BRITT, Iowa – A bill introduced by Iowa Governor Terry Branstad gives veterans, and military spouses, easier access when it comes to teaching in Iowa.
In past years, veterans or military spouses with teaching credentials would have to meet new requirements as they move from state to state.
This new legislation would remove those requirements in trying to recruit veterans to the state.
Area school leaders say this is a great way to help show support for those who give so much for the country.
“Think about the sacrifices they made so I think it’s easy for the state of Iowa Governor Branstad to make a sacrifice for them and make it easier for them to get a teaching license,” said Wayne Kronemann, Superintendent of West Hancock Schools.
Kronemann served in the military for more than 20 years before retiring a few years ago.

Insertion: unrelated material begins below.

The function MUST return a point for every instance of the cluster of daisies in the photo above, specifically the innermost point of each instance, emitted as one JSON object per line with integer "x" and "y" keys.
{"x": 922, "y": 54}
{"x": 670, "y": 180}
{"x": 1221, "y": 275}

About 70 percent of out-of-state residents who apply for teaching licenses in Iowa must take more course work to meet the state’s standards.
“When they’re military career is over maybe they want to move back to their home town and they don’t have an Iowa teaching license and if there’s any hoops for them to jump through it might sway them from coming back to their hometown or their home state. So I think it’s a good idea,” said Kronemann.
The military exchange license enables these veterans and military spouses to teach up to three years without more courses.
In the fourth year, teachers can teach while taking classes to meet state requirements.